DNA? AND? at Dig That Treasure! Festival 2026 -- Photo by Alan Hall
DNA? AND? — Photo by Alan Hall

The last concert of the festival moved south to IKLECTIK, five floors up the converted multi-storey carpark, Peckham Levels. The first set was by Michelle Hromin and Tilly Coulton, co-directors of the Standard Issue ensemble, playing clarinet and flute, respectively. Sat back-to-back on stage, they began with a performance of ‘Paper’ from Jennifer Walshe’s Text Score Dataset 1.0, a collection of prose compositions generated using a machine learning algorithm trained on historical text scores by Pauline Oliveros, George Brecht, Annea Lockwood, and others. The score to ‘Paper’ begins, “Close your eyes and observe the room” and subsequently asks its performers to imagine a piece of paper and play a “note without a note.” It resulted in a music of exquisite tenderness: notes stretched thin, trembling and breathy, as brittle as eggshells.

After an increasingly fraught dialogue for bass flute and bass clarinet composed by Ailís Ní Ríain, Standard Issue finished with a piece by Lawrence Casserley called ‘The Monk’s Prayer.’ It unfolded in a single, long, almost Takemitsu-esque melody for alto flute, repeated several times with variations. As the piece unfolded, the flute line was progressively joined by its own shadows as a complex delay system, operated by Hromin from the side of the stage, diffused the echoes of each previous iteration of the melody across IKLECTIK’s surround sound speaker system. With Coulton still playing, these sonic ghosts grew into a heaving cloud of sound, trembling with all sorts of fractious internal tensions before finally thinning to a single unison pitch that stretched out to some infinite horizon. A perfect little set of finely-wrought miniatures.

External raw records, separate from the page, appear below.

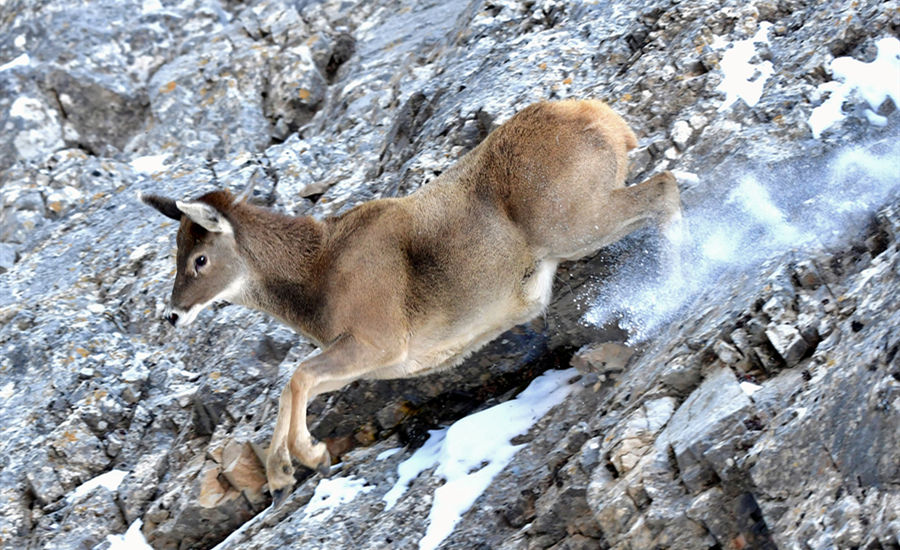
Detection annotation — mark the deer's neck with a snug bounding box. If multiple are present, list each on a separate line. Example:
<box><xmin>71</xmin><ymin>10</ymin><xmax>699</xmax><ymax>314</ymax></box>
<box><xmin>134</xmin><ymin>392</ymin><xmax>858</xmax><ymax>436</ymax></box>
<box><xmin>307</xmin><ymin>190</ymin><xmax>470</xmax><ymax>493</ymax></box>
<box><xmin>235</xmin><ymin>207</ymin><xmax>327</xmax><ymax>342</ymax></box>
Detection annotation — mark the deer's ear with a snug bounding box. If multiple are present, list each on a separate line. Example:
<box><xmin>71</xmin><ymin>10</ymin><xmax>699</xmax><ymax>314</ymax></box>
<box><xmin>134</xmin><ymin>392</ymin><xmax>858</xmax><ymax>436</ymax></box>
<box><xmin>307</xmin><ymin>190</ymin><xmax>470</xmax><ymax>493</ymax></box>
<box><xmin>175</xmin><ymin>201</ymin><xmax>234</xmax><ymax>233</ymax></box>
<box><xmin>138</xmin><ymin>191</ymin><xmax>181</xmax><ymax>220</ymax></box>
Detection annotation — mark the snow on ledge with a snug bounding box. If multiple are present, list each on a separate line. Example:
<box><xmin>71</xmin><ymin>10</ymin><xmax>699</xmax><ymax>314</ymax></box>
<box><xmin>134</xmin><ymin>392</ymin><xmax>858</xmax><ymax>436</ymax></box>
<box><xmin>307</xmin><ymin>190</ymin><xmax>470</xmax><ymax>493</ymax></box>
<box><xmin>807</xmin><ymin>36</ymin><xmax>900</xmax><ymax>139</ymax></box>
<box><xmin>382</xmin><ymin>369</ymin><xmax>577</xmax><ymax>550</ymax></box>
<box><xmin>66</xmin><ymin>470</ymin><xmax>128</xmax><ymax>502</ymax></box>
<box><xmin>712</xmin><ymin>21</ymin><xmax>775</xmax><ymax>111</ymax></box>
<box><xmin>106</xmin><ymin>519</ymin><xmax>153</xmax><ymax>550</ymax></box>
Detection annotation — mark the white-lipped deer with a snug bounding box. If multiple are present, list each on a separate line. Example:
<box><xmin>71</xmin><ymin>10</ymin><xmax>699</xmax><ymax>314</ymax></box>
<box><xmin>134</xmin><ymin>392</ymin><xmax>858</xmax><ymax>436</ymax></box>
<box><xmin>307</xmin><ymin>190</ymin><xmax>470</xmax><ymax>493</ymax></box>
<box><xmin>142</xmin><ymin>100</ymin><xmax>681</xmax><ymax>503</ymax></box>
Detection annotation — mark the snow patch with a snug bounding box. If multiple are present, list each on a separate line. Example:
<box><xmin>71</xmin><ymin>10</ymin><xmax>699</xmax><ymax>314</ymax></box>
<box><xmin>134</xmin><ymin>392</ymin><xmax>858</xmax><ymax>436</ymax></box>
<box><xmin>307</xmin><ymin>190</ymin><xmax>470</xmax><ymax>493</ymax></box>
<box><xmin>584</xmin><ymin>138</ymin><xmax>900</xmax><ymax>343</ymax></box>
<box><xmin>382</xmin><ymin>369</ymin><xmax>577</xmax><ymax>550</ymax></box>
<box><xmin>0</xmin><ymin>53</ymin><xmax>31</xmax><ymax>73</ymax></box>
<box><xmin>67</xmin><ymin>470</ymin><xmax>128</xmax><ymax>502</ymax></box>
<box><xmin>106</xmin><ymin>519</ymin><xmax>153</xmax><ymax>550</ymax></box>
<box><xmin>0</xmin><ymin>382</ymin><xmax>16</xmax><ymax>400</ymax></box>
<box><xmin>303</xmin><ymin>476</ymin><xmax>375</xmax><ymax>521</ymax></box>
<box><xmin>712</xmin><ymin>22</ymin><xmax>775</xmax><ymax>111</ymax></box>
<box><xmin>808</xmin><ymin>36</ymin><xmax>900</xmax><ymax>139</ymax></box>
<box><xmin>375</xmin><ymin>447</ymin><xmax>403</xmax><ymax>460</ymax></box>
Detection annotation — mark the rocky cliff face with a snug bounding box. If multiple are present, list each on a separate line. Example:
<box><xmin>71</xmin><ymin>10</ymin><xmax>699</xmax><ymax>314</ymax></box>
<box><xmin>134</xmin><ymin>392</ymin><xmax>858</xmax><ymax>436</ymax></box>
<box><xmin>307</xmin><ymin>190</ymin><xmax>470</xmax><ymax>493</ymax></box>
<box><xmin>0</xmin><ymin>0</ymin><xmax>900</xmax><ymax>549</ymax></box>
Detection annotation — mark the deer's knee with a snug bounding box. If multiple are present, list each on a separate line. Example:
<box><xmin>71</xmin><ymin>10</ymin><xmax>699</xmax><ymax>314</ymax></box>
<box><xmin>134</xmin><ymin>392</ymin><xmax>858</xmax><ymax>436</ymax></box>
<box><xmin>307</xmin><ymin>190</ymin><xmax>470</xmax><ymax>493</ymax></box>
<box><xmin>287</xmin><ymin>366</ymin><xmax>316</xmax><ymax>396</ymax></box>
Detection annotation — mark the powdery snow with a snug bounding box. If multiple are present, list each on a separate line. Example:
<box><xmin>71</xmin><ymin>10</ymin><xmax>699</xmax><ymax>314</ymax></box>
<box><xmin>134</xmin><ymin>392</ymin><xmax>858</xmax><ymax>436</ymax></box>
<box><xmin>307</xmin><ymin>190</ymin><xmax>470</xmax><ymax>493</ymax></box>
<box><xmin>303</xmin><ymin>476</ymin><xmax>375</xmax><ymax>521</ymax></box>
<box><xmin>584</xmin><ymin>139</ymin><xmax>900</xmax><ymax>343</ymax></box>
<box><xmin>808</xmin><ymin>36</ymin><xmax>900</xmax><ymax>138</ymax></box>
<box><xmin>712</xmin><ymin>22</ymin><xmax>775</xmax><ymax>111</ymax></box>
<box><xmin>0</xmin><ymin>53</ymin><xmax>31</xmax><ymax>73</ymax></box>
<box><xmin>131</xmin><ymin>153</ymin><xmax>169</xmax><ymax>174</ymax></box>
<box><xmin>68</xmin><ymin>470</ymin><xmax>128</xmax><ymax>502</ymax></box>
<box><xmin>383</xmin><ymin>369</ymin><xmax>577</xmax><ymax>550</ymax></box>
<box><xmin>375</xmin><ymin>447</ymin><xmax>403</xmax><ymax>460</ymax></box>
<box><xmin>106</xmin><ymin>519</ymin><xmax>153</xmax><ymax>550</ymax></box>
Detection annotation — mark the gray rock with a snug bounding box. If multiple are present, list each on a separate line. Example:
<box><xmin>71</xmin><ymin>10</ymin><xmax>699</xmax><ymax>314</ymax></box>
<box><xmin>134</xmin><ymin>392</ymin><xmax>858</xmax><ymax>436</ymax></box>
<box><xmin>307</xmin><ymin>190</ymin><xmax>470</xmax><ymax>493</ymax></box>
<box><xmin>766</xmin><ymin>324</ymin><xmax>809</xmax><ymax>367</ymax></box>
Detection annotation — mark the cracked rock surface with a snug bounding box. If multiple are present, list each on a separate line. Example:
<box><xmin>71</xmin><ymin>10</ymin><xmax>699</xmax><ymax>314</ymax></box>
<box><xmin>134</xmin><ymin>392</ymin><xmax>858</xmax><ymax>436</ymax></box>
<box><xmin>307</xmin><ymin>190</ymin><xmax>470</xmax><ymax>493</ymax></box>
<box><xmin>0</xmin><ymin>0</ymin><xmax>900</xmax><ymax>550</ymax></box>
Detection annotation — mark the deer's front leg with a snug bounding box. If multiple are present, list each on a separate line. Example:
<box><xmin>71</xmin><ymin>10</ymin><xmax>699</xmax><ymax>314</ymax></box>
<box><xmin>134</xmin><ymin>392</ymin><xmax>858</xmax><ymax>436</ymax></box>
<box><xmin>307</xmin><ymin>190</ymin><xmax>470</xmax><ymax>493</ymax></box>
<box><xmin>266</xmin><ymin>335</ymin><xmax>401</xmax><ymax>505</ymax></box>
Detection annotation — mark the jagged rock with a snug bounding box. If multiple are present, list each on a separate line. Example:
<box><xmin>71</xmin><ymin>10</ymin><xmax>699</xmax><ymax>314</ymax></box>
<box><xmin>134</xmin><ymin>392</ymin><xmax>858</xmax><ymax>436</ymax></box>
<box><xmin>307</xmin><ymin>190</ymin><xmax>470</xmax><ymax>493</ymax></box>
<box><xmin>766</xmin><ymin>324</ymin><xmax>809</xmax><ymax>367</ymax></box>
<box><xmin>221</xmin><ymin>441</ymin><xmax>266</xmax><ymax>506</ymax></box>
<box><xmin>657</xmin><ymin>368</ymin><xmax>752</xmax><ymax>491</ymax></box>
<box><xmin>38</xmin><ymin>487</ymin><xmax>126</xmax><ymax>550</ymax></box>
<box><xmin>572</xmin><ymin>342</ymin><xmax>634</xmax><ymax>376</ymax></box>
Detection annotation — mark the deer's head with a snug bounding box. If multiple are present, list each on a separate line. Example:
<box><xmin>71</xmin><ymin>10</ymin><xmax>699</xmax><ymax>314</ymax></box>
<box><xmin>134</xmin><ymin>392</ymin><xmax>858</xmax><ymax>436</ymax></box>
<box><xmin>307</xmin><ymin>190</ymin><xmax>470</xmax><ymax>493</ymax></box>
<box><xmin>138</xmin><ymin>191</ymin><xmax>248</xmax><ymax>326</ymax></box>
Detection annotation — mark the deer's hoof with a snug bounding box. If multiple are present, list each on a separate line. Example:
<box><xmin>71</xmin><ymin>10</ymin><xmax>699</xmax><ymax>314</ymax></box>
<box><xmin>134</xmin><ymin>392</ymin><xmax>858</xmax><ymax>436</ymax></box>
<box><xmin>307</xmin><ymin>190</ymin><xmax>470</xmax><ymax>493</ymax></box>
<box><xmin>316</xmin><ymin>444</ymin><xmax>331</xmax><ymax>477</ymax></box>
<box><xmin>272</xmin><ymin>487</ymin><xmax>291</xmax><ymax>510</ymax></box>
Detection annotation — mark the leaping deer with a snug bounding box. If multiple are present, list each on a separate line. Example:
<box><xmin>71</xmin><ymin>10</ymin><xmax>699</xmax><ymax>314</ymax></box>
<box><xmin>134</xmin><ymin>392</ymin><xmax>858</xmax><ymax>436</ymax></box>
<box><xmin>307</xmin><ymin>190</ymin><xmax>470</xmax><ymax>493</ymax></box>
<box><xmin>142</xmin><ymin>100</ymin><xmax>681</xmax><ymax>506</ymax></box>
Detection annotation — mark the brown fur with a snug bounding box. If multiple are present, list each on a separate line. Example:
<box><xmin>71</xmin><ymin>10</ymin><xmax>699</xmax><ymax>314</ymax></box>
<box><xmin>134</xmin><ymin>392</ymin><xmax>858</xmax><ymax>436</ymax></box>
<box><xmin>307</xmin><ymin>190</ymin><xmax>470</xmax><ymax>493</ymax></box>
<box><xmin>144</xmin><ymin>100</ymin><xmax>680</xmax><ymax>504</ymax></box>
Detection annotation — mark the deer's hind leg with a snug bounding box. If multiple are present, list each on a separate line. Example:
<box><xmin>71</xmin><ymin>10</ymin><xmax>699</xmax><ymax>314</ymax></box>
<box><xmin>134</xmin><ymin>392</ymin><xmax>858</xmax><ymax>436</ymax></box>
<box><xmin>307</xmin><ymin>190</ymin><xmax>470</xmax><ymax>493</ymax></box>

Abdul and Rafael at Dig That Treasure! Festival 2026 -- Photo by Carl Northcote
Rafael Anton Irisarri and Abul Mogard — Photo by Carl Northcote

The final performance of the festival was by Abul Mogard and Rafael Anton Irisarri. Beginning with a few languidly bowed notes from Irisarri’s electric guitar, the set had an almost Wagnerian grandeur, as modular synthesizers and digital effects processing built a vast, quaking sonic edifice. The sound coming out of Iklectik’s speaker rig was immense – I can’t think of any venue in London of a comparable size where it would sound quite so lush and all-encompassing – and no doubt for many people it proved to be a truly ecstatic concert experience. But I have grown suspicious of these kinds of over-eager appeals to transcendence. There is something almost oppressive about the sheer fullness of this sound, something leaden in its self-seriousness, something gloopily romantic in the very richness of its harmonies. It made, finally, for a rather dour end to what had otherwise been a truly joyous festival. 

It often goes unacknowledged, the outsized part an audience plays in the success of an event like this. But from the great warmth with which they welcomed DNA? AND?, a group from Norway featuring several young people with Down syndrome, to their bantering with Eric Chenaux and ecstatic dancing to Canab Marwo, the crowd at Dig That Treasure! deserves to be counted amongst the stars of the festival. Alongside the many dazzling performances, it was also the audience, sat in the stalls or propping up the bar, that made this a festival that truly sparked joy.